= Cherokee Strip (Kansas) =

Disputed area of land on the southern border of the U.S. state of Kansas

The Cherokee Strip of Kansas, in the United States, was a disputed strip of land on the southern border of the state.

==Description==
In 1825 the Osage Nation was given a reservation in eastern Indian Territory in what is now Kansas. In the Treaty of New Echota, May 23, 1836, the northern border of the Cherokee Nation's land was set as the southern border of the Osage lands. When Congress passed the Kansas–Nebraska Act on May 30, 1854, it set the southern border of the Kansas Territory as the 37th parallel north.
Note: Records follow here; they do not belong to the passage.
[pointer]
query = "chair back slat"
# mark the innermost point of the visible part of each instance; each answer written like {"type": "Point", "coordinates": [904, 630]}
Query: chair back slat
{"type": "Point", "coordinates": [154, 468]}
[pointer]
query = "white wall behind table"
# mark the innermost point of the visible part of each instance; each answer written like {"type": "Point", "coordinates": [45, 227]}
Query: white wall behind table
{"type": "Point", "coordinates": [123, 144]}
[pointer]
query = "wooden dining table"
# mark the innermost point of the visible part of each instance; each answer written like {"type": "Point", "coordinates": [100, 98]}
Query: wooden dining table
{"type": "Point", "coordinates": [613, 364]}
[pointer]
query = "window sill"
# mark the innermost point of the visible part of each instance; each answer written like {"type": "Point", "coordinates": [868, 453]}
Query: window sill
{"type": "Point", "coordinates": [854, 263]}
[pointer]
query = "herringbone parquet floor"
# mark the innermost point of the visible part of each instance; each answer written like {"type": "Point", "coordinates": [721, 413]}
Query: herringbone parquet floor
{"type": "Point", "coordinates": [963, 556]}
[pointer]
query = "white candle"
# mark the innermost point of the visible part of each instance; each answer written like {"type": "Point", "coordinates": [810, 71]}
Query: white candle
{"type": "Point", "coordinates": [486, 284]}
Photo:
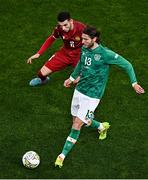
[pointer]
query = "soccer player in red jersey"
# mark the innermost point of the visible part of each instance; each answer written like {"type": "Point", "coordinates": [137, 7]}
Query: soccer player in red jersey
{"type": "Point", "coordinates": [70, 31]}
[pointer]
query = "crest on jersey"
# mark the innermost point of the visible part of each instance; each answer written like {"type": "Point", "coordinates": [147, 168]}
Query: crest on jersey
{"type": "Point", "coordinates": [97, 57]}
{"type": "Point", "coordinates": [77, 38]}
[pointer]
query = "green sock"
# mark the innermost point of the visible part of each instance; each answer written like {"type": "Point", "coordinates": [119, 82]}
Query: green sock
{"type": "Point", "coordinates": [95, 124]}
{"type": "Point", "coordinates": [71, 140]}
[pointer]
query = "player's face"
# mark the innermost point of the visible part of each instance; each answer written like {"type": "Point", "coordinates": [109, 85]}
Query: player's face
{"type": "Point", "coordinates": [87, 41]}
{"type": "Point", "coordinates": [65, 25]}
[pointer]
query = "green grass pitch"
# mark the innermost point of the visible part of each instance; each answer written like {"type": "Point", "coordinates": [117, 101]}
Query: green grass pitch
{"type": "Point", "coordinates": [39, 118]}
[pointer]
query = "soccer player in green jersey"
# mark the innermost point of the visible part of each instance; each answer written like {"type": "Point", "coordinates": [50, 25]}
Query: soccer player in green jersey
{"type": "Point", "coordinates": [93, 69]}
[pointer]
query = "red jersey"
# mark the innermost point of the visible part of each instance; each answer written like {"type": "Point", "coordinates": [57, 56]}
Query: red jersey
{"type": "Point", "coordinates": [72, 39]}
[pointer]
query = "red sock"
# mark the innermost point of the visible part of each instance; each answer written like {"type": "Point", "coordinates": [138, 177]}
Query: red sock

It was thought at the time that the Osage northern border was also the 37th parallel.

The Cherokees immediately complained, saying that it was not the true boundary and that the border of Kansas should be moved north to accommodate the actual border of the Cherokee land.

The situation languished during the troubles in Kansas leading up to the Civil War. In the 1866 Cherokee Reconstruction treaty, the Cherokee agreed to cede, in trust to the United States, such portion of their land that is in present-day Kansas. A commission was set up to survey the disputed land. The survey, approved December 11, 1871, found that the border was "off by 2.46 miles" (3.96 km). The strip in question ran from the Neosho River to the 100th meridian and amounted to 434,679.36 acre.

Under terms of Article 17 of the Treaty of 1866, the land was to be sold "at not less than $1.25 an acre" ($3.09/ha) for the first year and then offered for sale at local land offices. The first year 156,848.47 acre were sold, and the balance of 277,830.89 acre was turned over to land offices during the summer of 1879. As required, the proceeds were placed in the United States Treasury subject to order of the Cherokee national council.